The train, designed to go one hundred miles per hour, chugged lazily toward Baltimore, stuck on a track that could never handle its full speed. Ca
ssandra didn’t mind. Nothing was waiting for her in Baltimore tonight. She and Reg had plans to meet tomorrow afternoon, in her apartment. Reg will be proud of me when I find Callie without his help. I’ll have to be careful of his feelings, not flaunt it in such a way that it makes him feel inadequate. But the more I leave him out of it—well, the more I can leave him out of everything.

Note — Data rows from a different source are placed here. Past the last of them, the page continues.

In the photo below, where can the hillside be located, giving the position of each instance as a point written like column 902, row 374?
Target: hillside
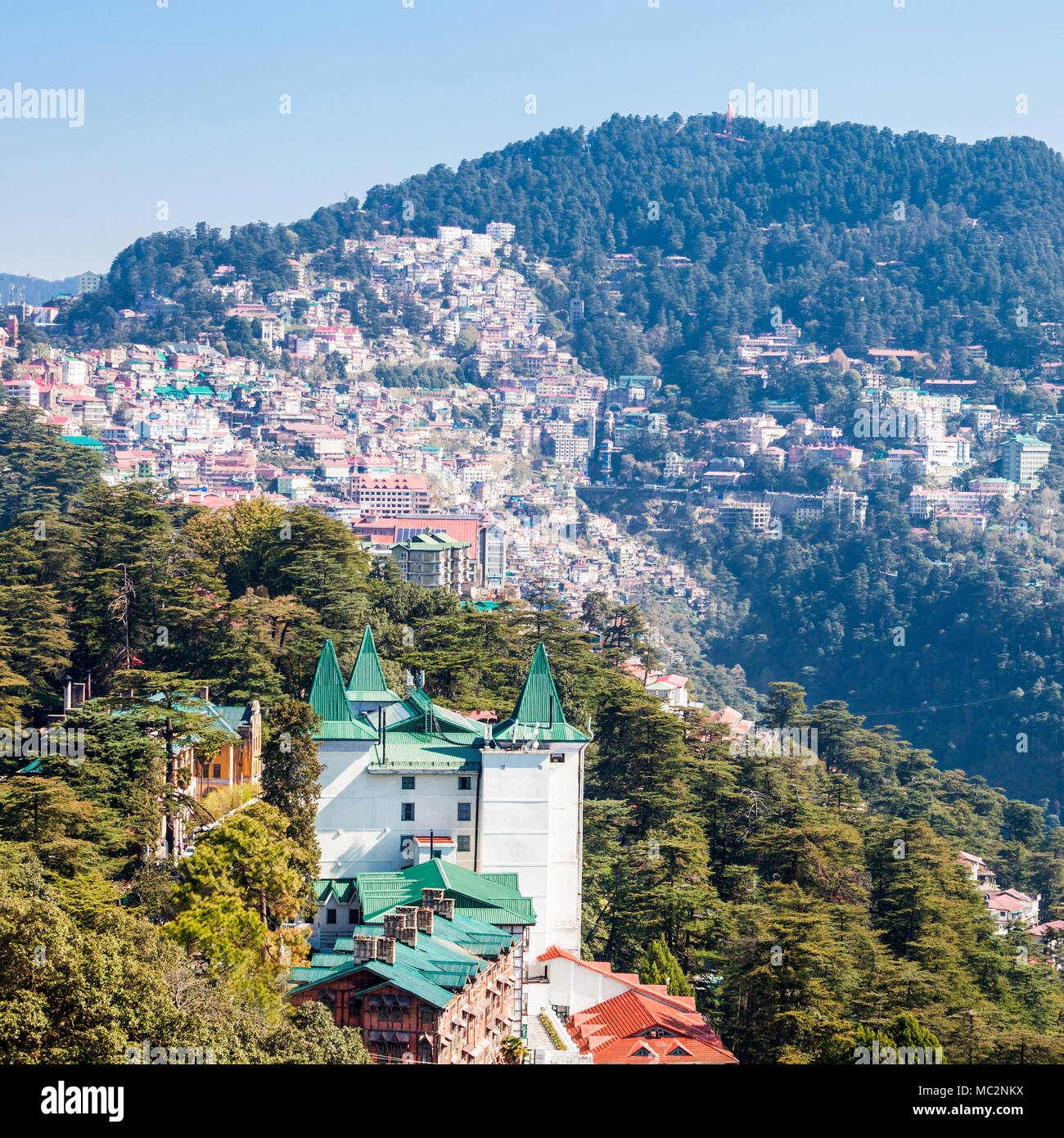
column 806, row 221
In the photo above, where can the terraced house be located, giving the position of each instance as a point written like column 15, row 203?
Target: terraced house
column 431, row 973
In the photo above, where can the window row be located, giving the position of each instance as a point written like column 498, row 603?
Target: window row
column 466, row 782
column 407, row 811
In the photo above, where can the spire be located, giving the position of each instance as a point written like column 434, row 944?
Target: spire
column 537, row 716
column 328, row 694
column 367, row 680
column 539, row 701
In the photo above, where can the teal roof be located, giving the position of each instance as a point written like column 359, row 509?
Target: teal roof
column 437, row 966
column 343, row 889
column 329, row 699
column 539, row 712
column 233, row 715
column 431, row 540
column 417, row 752
column 344, row 729
column 490, row 898
column 367, row 683
column 423, row 717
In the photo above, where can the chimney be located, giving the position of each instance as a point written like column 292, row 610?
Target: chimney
column 431, row 897
column 385, row 949
column 364, row 947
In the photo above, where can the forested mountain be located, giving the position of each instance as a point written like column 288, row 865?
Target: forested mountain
column 813, row 907
column 856, row 233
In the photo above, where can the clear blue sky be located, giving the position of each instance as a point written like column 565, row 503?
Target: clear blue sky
column 181, row 102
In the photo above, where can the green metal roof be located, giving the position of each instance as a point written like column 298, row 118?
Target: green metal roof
column 233, row 715
column 431, row 542
column 489, row 899
column 417, row 752
column 328, row 693
column 539, row 712
column 341, row 729
column 367, row 683
column 343, row 889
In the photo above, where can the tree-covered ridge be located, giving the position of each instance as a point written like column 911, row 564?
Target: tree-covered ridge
column 953, row 635
column 859, row 235
column 812, row 907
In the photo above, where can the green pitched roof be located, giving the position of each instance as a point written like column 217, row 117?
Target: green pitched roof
column 329, row 699
column 422, row 752
column 367, row 683
column 328, row 693
column 539, row 707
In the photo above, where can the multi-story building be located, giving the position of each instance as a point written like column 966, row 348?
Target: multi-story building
column 1023, row 455
column 757, row 513
column 405, row 779
column 434, row 560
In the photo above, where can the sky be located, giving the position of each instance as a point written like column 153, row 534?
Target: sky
column 186, row 119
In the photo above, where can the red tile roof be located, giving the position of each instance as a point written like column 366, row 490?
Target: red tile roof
column 615, row 1032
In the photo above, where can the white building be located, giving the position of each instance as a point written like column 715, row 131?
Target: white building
column 405, row 781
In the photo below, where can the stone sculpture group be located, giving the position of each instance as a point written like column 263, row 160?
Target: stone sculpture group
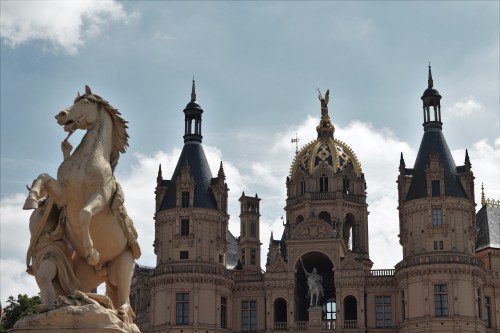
column 81, row 234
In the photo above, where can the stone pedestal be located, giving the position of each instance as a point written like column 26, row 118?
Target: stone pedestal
column 77, row 318
column 315, row 317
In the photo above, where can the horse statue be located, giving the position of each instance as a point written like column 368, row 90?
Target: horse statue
column 91, row 200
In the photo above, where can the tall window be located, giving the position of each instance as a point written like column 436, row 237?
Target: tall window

He had a child and a wife he adored, according to no less an authority than his own sister. His reputation was such that even Teena knew he ran around. This was the kind of affair immortalized in popular song. Too hot not to cool down, et cetera, et cetera. Epic poetry does it better, her father would contradict, displeased whenever anyone claimed pop culture could have a power that art did not. But this was one area where she had to disagree with her father. Poetry—hushed and proper—had nothing on music when it came to expressing these kinds of feelings. Stupid songs competed in her head, the songs of her early teenage years, gooey with feeling. If she had a blue denim notebook, she would have doodled his initials on it and entwined them with hers. It was going to end badly. It had to end badly. She told herself she didn’t care.
CHAPTER
25
EVERYONE KNEW BALTIMORE WAS SMALL; it was almost banal to make the observation now. But it was a fitful, unpredictable smallness. Gloria could go years, literally, without seeing someone and then the person suddenly seemed to be everywhere.
That was the case with Reg Barr, the whole Barr-Howard clan. Reg truly had receded from her thoughts over the years. Now he was practically omnipresent. There was the writer’s query, then Reg’s own call. A new billboard advertising his legal services had gone up on North Avenue, visible from Gloria’s daily drive into the city. Gloria chose a new route. She opened the newspaper, only to find herself staring at Reg’s wife—the boss’s daughter, as Gloria still thought of her—opposite the comics, cooperating with a particularly vapid feature, “Five Things I Have to Have Right Now.” Gloria would have assumed Donna Howard-Barr was above such things, but she was apparently willing to pimp herself out to draw attention to a fund-raising event for the Alpha Kappa Alpha scholarship fund.